Allora i ritratti fecero un gran chiasso. «Un fiore rosso per me!», «Io voglio una margherita!», «Un garofano, prego!», gridavano a turno. La principessa distribuì i fiori con destrezza, appiccicandoli alle cornici o infilando gli steli tra le dita dipinte. La Galleria si trasformò in una giungla colorata: le regine ridevano, i re soffiavano sopra i petali, i cavalieri facevano a gara a chi aveva il fiore più bello.
Capitolo 3 – L'Incantesimo dello Starnuto
Ma nel regno incantato, le cose semplici diventano sempre un po'… magiche! Quando Fioraluna posò un piccolo anemone sul naso del Conte Sbadiglio, successe qualcosa di strano: il Conte starnutì così forte che il quadro tremò dalla cornice alle orecchie.
«A-a-a…Ciùùù!» fece il Conte, e con quello starnuto magico tutti i fiori iniziarono a girare come trottole impazzite nella Galleria. Una tempesta di petali colorati si alzò nell'aria, e i ritratti ridevano talmente forte da sembrare galline che chiacchierano al mercato.
«Aiuto, aiuto!», gridò il Duca di Frittolina, mentre una margherita gli si appiccicava sul naso.
Fioraluna, invece di spaventarsi, si mise a ridere. «Mai vista una tempesta di fiori come questa!», esclamò, provando ad acchiappare un papavero che svolazzava sopra il quadro della Bisnonna Pasticciona. Era uno spettacolo più buffo di una rana che canta l'opera!
Capitolo 4 – La Ricetta Segreta della Bisnonna
Tra una risata e l'altra, dalla cornice della Bisnonna Pasticciona si sollevò una voce roca e allegra. «Fioraluna, vuoi sapere il segreto per fermare la tempesta di fiori?»
La principessa si avvicinò, incuriosita. «Certo, bisnonna!»
«Serve una torta magica… con petali di rosa e una spruzzatina di zucchero fatato. Ma attenta! Va cotta in un forno che… non sia troppo caldo, anzi: meglio spento!»
«Un forno spento?!», esclamò Fioraluna, sgranando gli occhi come due gigli.
La bisnonna rise. «La magia della creatività non ha bisogno di fuoco: basta l'immaginazione!»
Fioraluna corse in cucina, seguita da un codazzo di petali svolazzanti e qualche quadro che saltellava fuori dalla cornice pur di non perdersi lo spettacolo. Prese una teglia, qualche petalo profumato, zucchero (ne cadde anche sul pavimento, ma pazienza), mescolò tutto con energia e mise la torta nel forno… spento, proprio come diceva la bisnonna.
Capitolo 5 – La Fine Dolcissima e Profumata
Aspettarono.
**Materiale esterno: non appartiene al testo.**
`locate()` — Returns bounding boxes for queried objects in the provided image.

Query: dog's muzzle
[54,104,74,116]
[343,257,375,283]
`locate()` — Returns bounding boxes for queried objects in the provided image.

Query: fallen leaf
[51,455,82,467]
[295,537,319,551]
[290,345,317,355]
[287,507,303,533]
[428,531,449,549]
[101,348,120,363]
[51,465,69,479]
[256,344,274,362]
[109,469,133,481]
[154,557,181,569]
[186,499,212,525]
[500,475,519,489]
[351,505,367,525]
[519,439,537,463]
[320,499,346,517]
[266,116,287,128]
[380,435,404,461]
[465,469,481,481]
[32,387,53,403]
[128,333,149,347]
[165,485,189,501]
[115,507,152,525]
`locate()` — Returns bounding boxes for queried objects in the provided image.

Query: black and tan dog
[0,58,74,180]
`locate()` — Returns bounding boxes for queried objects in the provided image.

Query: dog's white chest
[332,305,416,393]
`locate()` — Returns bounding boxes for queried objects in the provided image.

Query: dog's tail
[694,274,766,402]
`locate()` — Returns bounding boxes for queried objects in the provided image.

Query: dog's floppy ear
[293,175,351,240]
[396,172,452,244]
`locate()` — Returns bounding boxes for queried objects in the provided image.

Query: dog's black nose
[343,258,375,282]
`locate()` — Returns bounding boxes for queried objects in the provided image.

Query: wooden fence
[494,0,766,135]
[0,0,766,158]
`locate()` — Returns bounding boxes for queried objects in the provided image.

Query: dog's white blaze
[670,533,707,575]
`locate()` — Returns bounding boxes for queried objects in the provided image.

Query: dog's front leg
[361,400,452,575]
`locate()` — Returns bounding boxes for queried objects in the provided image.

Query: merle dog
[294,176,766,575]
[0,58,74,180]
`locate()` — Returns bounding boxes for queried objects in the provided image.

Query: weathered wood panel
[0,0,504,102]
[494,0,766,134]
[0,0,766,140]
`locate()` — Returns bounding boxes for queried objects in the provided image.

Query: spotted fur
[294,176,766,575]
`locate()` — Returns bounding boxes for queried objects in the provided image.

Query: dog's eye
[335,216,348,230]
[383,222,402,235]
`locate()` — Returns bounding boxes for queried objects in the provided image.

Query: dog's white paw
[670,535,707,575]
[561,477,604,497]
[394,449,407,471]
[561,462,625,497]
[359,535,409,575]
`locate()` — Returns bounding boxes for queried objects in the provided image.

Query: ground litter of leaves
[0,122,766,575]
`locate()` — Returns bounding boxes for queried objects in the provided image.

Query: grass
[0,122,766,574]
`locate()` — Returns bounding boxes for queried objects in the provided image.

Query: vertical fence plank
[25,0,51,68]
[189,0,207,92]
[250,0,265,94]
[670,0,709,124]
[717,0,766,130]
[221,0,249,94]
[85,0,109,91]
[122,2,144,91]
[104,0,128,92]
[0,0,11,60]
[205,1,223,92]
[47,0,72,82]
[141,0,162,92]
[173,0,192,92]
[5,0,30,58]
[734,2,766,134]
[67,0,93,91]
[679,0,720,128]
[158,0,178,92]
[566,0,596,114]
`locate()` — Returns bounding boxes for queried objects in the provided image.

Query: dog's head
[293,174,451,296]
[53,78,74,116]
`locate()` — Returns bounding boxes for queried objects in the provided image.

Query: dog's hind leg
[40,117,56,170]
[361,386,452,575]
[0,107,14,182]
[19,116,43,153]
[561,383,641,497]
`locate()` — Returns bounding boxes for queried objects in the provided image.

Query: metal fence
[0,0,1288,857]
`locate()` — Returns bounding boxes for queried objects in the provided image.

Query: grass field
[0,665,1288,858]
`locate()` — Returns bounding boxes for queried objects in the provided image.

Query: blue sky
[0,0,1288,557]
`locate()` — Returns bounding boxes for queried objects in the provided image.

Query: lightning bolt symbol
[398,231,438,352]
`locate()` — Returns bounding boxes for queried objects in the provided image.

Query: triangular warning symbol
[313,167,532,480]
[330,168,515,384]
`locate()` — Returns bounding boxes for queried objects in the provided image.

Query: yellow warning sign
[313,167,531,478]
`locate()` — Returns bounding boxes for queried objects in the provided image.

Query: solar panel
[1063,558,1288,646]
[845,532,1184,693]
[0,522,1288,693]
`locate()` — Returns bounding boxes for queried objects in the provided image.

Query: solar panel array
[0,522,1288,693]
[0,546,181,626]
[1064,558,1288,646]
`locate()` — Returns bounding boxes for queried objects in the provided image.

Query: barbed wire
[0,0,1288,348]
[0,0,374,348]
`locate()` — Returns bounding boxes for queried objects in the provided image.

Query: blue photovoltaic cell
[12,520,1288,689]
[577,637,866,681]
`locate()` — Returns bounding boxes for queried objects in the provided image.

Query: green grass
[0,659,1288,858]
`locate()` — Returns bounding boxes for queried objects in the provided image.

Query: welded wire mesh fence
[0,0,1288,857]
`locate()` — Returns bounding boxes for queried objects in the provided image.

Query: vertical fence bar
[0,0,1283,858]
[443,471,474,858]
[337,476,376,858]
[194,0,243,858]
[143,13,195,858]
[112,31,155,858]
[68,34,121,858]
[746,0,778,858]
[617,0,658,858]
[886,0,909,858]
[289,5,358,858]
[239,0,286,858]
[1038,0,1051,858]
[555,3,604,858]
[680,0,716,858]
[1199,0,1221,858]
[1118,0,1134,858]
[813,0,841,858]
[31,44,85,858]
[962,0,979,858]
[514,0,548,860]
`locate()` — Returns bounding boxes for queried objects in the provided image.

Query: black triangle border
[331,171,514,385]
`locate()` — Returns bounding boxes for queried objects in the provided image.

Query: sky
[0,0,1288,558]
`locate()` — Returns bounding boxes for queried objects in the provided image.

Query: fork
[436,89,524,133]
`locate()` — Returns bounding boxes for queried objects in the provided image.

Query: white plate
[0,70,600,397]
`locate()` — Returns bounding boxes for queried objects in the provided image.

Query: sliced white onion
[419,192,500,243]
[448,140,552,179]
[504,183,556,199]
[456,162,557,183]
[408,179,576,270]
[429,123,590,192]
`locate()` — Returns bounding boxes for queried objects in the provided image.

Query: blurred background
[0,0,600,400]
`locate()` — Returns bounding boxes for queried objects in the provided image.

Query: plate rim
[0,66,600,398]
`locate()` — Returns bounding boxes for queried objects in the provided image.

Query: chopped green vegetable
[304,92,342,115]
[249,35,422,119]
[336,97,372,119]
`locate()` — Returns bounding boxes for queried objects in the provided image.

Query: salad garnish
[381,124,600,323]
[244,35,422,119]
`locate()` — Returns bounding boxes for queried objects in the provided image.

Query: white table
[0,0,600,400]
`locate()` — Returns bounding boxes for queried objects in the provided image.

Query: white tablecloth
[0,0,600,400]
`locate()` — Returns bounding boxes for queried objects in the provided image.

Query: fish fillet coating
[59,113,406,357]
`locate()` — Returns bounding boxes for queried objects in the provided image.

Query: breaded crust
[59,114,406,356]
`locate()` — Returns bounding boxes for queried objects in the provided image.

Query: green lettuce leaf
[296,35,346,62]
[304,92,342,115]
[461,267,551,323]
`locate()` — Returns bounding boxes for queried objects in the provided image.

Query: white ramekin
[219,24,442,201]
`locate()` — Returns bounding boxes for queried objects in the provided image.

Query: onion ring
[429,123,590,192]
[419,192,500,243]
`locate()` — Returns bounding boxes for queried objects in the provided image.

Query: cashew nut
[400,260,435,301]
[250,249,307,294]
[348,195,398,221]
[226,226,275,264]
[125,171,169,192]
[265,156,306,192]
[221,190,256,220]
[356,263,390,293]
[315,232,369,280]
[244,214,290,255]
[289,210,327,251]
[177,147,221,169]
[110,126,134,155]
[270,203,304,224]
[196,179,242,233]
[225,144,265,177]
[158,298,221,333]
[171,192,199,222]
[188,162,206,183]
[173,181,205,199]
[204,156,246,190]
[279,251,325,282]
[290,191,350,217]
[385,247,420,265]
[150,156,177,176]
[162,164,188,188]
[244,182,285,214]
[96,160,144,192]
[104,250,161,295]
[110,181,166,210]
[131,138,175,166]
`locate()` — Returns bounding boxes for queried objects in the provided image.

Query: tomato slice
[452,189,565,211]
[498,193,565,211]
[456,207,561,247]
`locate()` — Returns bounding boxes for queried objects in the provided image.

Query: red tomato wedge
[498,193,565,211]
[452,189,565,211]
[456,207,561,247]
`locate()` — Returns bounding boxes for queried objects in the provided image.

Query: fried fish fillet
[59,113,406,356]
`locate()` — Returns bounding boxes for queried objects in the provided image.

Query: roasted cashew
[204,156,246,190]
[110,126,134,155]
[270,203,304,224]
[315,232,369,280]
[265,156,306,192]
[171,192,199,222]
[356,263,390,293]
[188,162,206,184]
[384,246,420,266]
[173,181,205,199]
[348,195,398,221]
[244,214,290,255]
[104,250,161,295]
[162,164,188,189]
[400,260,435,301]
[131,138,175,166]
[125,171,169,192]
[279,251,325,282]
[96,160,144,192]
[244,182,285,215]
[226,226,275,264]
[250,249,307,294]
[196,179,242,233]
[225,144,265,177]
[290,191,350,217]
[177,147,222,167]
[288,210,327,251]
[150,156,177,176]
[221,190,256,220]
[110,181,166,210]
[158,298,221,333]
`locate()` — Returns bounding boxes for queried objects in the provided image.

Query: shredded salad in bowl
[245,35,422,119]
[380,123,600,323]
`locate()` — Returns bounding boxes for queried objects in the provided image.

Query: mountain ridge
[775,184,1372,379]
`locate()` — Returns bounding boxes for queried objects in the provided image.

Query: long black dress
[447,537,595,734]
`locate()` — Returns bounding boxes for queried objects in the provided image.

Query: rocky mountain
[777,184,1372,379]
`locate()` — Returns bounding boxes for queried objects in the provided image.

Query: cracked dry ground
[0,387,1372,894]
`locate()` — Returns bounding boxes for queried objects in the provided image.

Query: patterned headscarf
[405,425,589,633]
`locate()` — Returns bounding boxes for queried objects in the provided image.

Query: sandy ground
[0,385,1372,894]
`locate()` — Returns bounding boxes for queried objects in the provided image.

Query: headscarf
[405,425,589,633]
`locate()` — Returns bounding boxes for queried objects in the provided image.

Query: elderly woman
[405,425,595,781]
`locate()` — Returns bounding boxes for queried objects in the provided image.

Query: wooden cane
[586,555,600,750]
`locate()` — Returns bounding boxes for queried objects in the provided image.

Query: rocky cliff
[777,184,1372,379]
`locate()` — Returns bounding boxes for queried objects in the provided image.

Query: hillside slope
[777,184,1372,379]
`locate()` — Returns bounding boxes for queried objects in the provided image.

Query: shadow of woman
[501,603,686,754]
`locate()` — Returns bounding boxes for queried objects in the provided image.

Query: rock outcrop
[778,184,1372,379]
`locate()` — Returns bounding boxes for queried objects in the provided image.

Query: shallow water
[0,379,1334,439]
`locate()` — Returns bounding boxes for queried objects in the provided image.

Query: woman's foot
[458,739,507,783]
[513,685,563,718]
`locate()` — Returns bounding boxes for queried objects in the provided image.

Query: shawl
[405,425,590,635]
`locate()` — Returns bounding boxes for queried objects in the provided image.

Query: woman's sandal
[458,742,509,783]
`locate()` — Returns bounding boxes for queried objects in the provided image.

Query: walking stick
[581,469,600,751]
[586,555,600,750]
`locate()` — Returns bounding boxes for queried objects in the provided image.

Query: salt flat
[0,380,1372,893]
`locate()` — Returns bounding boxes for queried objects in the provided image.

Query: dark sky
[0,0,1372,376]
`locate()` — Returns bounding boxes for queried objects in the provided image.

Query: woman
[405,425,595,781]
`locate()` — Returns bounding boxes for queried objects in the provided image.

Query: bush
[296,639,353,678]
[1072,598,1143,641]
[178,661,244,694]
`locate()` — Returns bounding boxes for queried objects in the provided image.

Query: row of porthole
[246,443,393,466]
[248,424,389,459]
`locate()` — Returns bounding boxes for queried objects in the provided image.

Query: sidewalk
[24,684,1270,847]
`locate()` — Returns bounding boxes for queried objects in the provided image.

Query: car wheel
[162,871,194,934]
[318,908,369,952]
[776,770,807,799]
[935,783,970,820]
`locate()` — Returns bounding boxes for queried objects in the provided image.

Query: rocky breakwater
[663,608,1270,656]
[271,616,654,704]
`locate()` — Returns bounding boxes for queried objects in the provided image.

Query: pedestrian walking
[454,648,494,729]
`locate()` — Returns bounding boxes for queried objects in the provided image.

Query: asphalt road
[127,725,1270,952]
E aspettarono ancora un po'. Niente profumo di torta cotta, ma l'aria si riempì di risate e storie buffe raccontate dai ritratti: la Regina delle Mele che aveva paura dei vermi, il Cavaliere Pancione che perse l'armatura in lavanderia, la Zia Riccioluta che ballava il valzer con uno stambecco.
Alla fine, aprirono il forno spento: dentro, la torta era rimasta esattamente com'era… ma chi la toccava sentiva crescere una voglia irrefrenabile di inventare qualcosa di nuovo, di ridere, di colorare il mondo! E così, la tempesta di fiori si fermò, i petali si posarono come coriandoli dopo una festa di carnevale, e la principessa capì che la creatività non ha bisogno di magie complicate: basta un pizzico di fantasia, un sorriso e qualche fiore infilato nei posti più strani.
E da quel giorno, nel regno incantato, ogni angolo – anche le cornici dei quadri – profumava un po' di rosa e molto… di risate.